Actors Xana Tang and Zak Enayat are set to heat up the stage in Single Asian Female later this month, at the ASB Waterfront Theatre.
After sold-out seasons over the Ditch, the Auckland Theatre Company has made a stirring, bawdy, knockout version of the Australian hit and relocated the play to Aotearoa, telling the story from a Chinese New Zealand family's perspective, moving the setting from the Gold Coast to Mount Maunganui.
Written by award-winning Chinese-Australian writer Michelle Law, Single Asian Female has won applause for its authenticity, humour, tragedy and singalong karaoke tunes.
Tang, who starred in Disney's Mulan, plays classical violinist Zoe - one of two daughters of a first-generation Chinese immigrant and a single mother who's struggling to keep her restaurant afloat.
In the first rehearsal Tang and Enayat, who plays Zoe's love interest, Paul, say the chemistry was electric.
"Zak and I actually did a chemistry read for our final call-back audition and it went so well we were hi-fiving each other out the hallway," Tang told Spy. "Zak is incredibly likeable and it's not difficult to fall in love with him on stage."
Enayat says their first scene is a bedroom one and is steamier than the dumplings being cooked in the family restaurant downstairs.

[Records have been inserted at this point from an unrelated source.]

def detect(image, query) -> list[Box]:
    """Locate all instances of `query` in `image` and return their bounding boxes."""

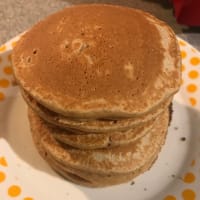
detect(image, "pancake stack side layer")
[12,4,181,187]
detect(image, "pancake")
[12,4,181,119]
[29,109,155,149]
[22,90,172,134]
[29,109,169,175]
[41,149,157,187]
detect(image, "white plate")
[0,37,200,200]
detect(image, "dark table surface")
[0,0,200,50]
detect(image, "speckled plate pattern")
[0,36,200,200]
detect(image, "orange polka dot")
[179,40,186,46]
[181,51,187,58]
[187,84,197,92]
[191,48,197,53]
[182,189,196,200]
[8,54,12,61]
[0,79,10,88]
[0,92,5,101]
[188,70,199,79]
[190,160,196,167]
[0,45,6,52]
[0,157,8,167]
[11,41,17,47]
[164,195,176,200]
[8,185,21,197]
[189,97,197,106]
[3,66,13,75]
[181,65,185,72]
[0,171,6,183]
[183,172,196,183]
[190,57,200,65]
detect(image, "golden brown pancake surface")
[12,4,180,118]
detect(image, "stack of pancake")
[12,4,181,187]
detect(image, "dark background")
[0,0,200,50]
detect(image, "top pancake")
[12,4,180,118]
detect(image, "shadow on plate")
[0,84,200,200]
[62,0,184,34]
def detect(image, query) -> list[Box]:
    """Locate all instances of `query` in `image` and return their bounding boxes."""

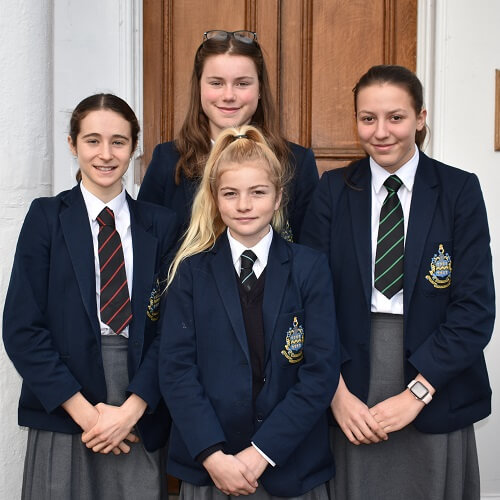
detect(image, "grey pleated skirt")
[22,335,167,500]
[330,314,480,500]
[179,482,329,500]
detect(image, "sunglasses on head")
[203,30,257,44]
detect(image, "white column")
[0,0,53,498]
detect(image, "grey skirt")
[22,335,167,500]
[179,482,329,500]
[330,314,480,500]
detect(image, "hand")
[330,376,388,445]
[203,451,258,496]
[235,445,269,479]
[370,389,425,432]
[82,394,147,454]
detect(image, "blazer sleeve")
[301,172,351,364]
[290,145,319,243]
[252,254,340,465]
[409,174,495,390]
[3,200,81,413]
[160,260,226,459]
[137,144,173,205]
[127,209,177,412]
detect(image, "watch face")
[410,382,429,399]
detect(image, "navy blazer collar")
[59,186,158,347]
[211,232,290,363]
[346,151,439,311]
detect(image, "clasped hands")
[330,378,425,445]
[62,392,147,455]
[203,446,268,496]
[82,403,139,455]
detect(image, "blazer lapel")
[347,159,372,306]
[262,234,290,362]
[59,186,100,341]
[210,232,250,364]
[127,194,158,352]
[403,152,438,312]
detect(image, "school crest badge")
[425,244,451,288]
[281,316,304,363]
[146,278,161,321]
[280,221,293,243]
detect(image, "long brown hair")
[175,37,290,184]
[344,64,428,190]
[352,64,427,149]
[69,94,141,182]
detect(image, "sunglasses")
[203,30,257,44]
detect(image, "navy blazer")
[3,186,177,450]
[137,141,319,242]
[302,152,495,433]
[160,233,340,496]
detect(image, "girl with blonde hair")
[160,126,339,499]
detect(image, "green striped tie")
[375,175,404,299]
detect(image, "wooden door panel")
[143,0,417,176]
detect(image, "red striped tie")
[97,207,132,334]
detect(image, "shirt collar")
[227,226,273,268]
[370,145,420,194]
[80,182,127,221]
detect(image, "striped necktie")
[375,175,404,299]
[240,250,257,292]
[97,207,132,334]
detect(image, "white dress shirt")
[370,146,419,314]
[80,183,134,338]
[227,226,276,467]
[227,226,273,279]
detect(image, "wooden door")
[143,0,417,176]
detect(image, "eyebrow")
[82,132,130,141]
[358,108,406,115]
[220,184,270,191]
[205,75,256,80]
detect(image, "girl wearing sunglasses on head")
[139,30,318,241]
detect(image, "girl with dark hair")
[160,126,340,500]
[302,65,495,500]
[139,30,318,241]
[3,94,177,500]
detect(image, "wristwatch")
[408,380,432,404]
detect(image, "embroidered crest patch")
[146,278,161,321]
[425,244,451,288]
[281,316,304,363]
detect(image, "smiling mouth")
[217,106,240,113]
[93,165,118,172]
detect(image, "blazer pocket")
[274,309,305,366]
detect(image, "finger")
[92,442,108,453]
[342,428,361,446]
[100,444,116,455]
[118,441,130,453]
[125,432,140,443]
[367,410,387,441]
[351,422,371,444]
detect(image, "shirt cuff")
[252,441,276,467]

"Zoe and Paul have both been on a string of other unsavoury dates and are very compatible in a lot of ways, so when they meet it's electric," Enayat says.
"I recently admitted to Xana that I am a big fangirl of hers. It helps because I get to channel my admiration for Xana through Paul, towards Zoe."
With the current movement in the States, Stop Asian Hate, both actors hope audiences have some takeaways from the play.
"Stereotypes are dangerous, not because they aren't true, but because you get an incomplete story and see it from only one perspective," Tang said.
"I hope audiences will laugh during our show and cry when they go home and connect the dots. I hope they enjoy recognising themselves in these characters and situations. I hope they continue to support us and become vocal about seeing different cultures on stage and on screen," she says.
Enayat said a lot of the play's values and beliefs were not specific to any one race or background.
"They are universal. It's a reminder that in a lot of ways, we are all the same. For anyone subscribing to general stereotypes based on race - it's an opportunity to broaden your knowledge, and your empathy," he said.